Behavior is a new buzzword these days.

Brands spent years segmenting their audience by demographics. All marketers who have been at it more than a year or two know the story: This is Sally. Sally shops three times a week. She has two and a half children.

Then, at some point, demographics began to get messy. Sally got divorced and was a single mom. Sally had to budget differently and shopped less frequently. Meanwhile, her friend Joan was off to Europe, and came back with the habit of daily shopping for fresh vegetables. And, on the other side of town, Fred was a single guy just learning to cook.

The standard demographics didn’t fit into nice categories anymore.

Then along came device “behavior.” This adds to the demographic picture with a realistic view of where and when people are shopping—not reported by them, but observed through their mobile interactions.

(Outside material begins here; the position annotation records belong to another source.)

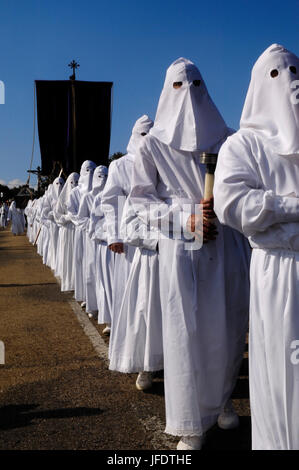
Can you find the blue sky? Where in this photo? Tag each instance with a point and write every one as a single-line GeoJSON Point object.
{"type": "Point", "coordinates": [130, 43]}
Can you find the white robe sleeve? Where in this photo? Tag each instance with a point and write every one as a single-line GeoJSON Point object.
{"type": "Point", "coordinates": [73, 207]}
{"type": "Point", "coordinates": [155, 213]}
{"type": "Point", "coordinates": [83, 215]}
{"type": "Point", "coordinates": [97, 229]}
{"type": "Point", "coordinates": [240, 199]}
{"type": "Point", "coordinates": [112, 198]}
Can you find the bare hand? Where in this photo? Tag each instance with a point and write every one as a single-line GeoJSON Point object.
{"type": "Point", "coordinates": [208, 208]}
{"type": "Point", "coordinates": [117, 248]}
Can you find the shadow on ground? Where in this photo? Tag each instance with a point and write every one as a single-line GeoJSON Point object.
{"type": "Point", "coordinates": [17, 416]}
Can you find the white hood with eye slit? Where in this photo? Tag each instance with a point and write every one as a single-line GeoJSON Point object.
{"type": "Point", "coordinates": [186, 118]}
{"type": "Point", "coordinates": [86, 174]}
{"type": "Point", "coordinates": [271, 108]}
{"type": "Point", "coordinates": [99, 179]}
{"type": "Point", "coordinates": [141, 126]}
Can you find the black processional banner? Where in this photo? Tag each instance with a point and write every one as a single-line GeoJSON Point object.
{"type": "Point", "coordinates": [74, 123]}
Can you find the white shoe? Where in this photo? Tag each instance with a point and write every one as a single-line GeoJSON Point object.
{"type": "Point", "coordinates": [144, 380]}
{"type": "Point", "coordinates": [228, 419]}
{"type": "Point", "coordinates": [92, 315]}
{"type": "Point", "coordinates": [107, 329]}
{"type": "Point", "coordinates": [191, 442]}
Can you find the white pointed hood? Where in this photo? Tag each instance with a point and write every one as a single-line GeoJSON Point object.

We’ve been following behavior long before device behavior became a thing. We did it—and still do—through our own software that, with human inputs, measures what people are reporting, how they feel, what they care about, and why it matters to them. Our software enables us to measure shifts over time—so, for example, when we began to see pandemic behavior that was similar to behavior we observed in the Great Recession, we could look back in time and see just how similar they really are.

We could see the nuances in today’s behavior—the way a consumer is now acting in response to a need. That need—which right now may be triggered by fear, isolation, or health concerns, is what triggers an action response.

Influence triggers  need; need triggers response; together they equal behavior. We identify the behavior AND what influenced it so that  you can develop a message for the front end of the equation, where you can influence future behavior.

Here are our beliefs as we come out of the pandemic:

  • We believe that behavior is an indicator of the next move.
  • We believe that behavior is made up of any number of influences, and that by tracking those influences we understand why people act/buy the way they do.
  • We believe that behavior indicates the needs—that you are driven by a need, and that is lived out in how you behave.
  • We believe that, while others track how many times you go someplace, and draw assumptions that you will continue to  go there, we track where you actually go, and compare it to other places you go, and analyze it to see what you are actually trying to find.
  • We believe in observed behavior—what we see or hear—because it shows us both voluntary/conscious behavior and involuntary/unconscious behavior.

So, behavior may be a new buzzword. However, we have spent 15 years gathering information based on consumer behavior and relevancy, compiling it into a system that, when leveraged, can help build ideas and messaging that influences an outcome.

It’s time has come. Post-Pandemic needs are all about behavior, not traditional demographics.

Thanks for listening. I just had to get that off my chest.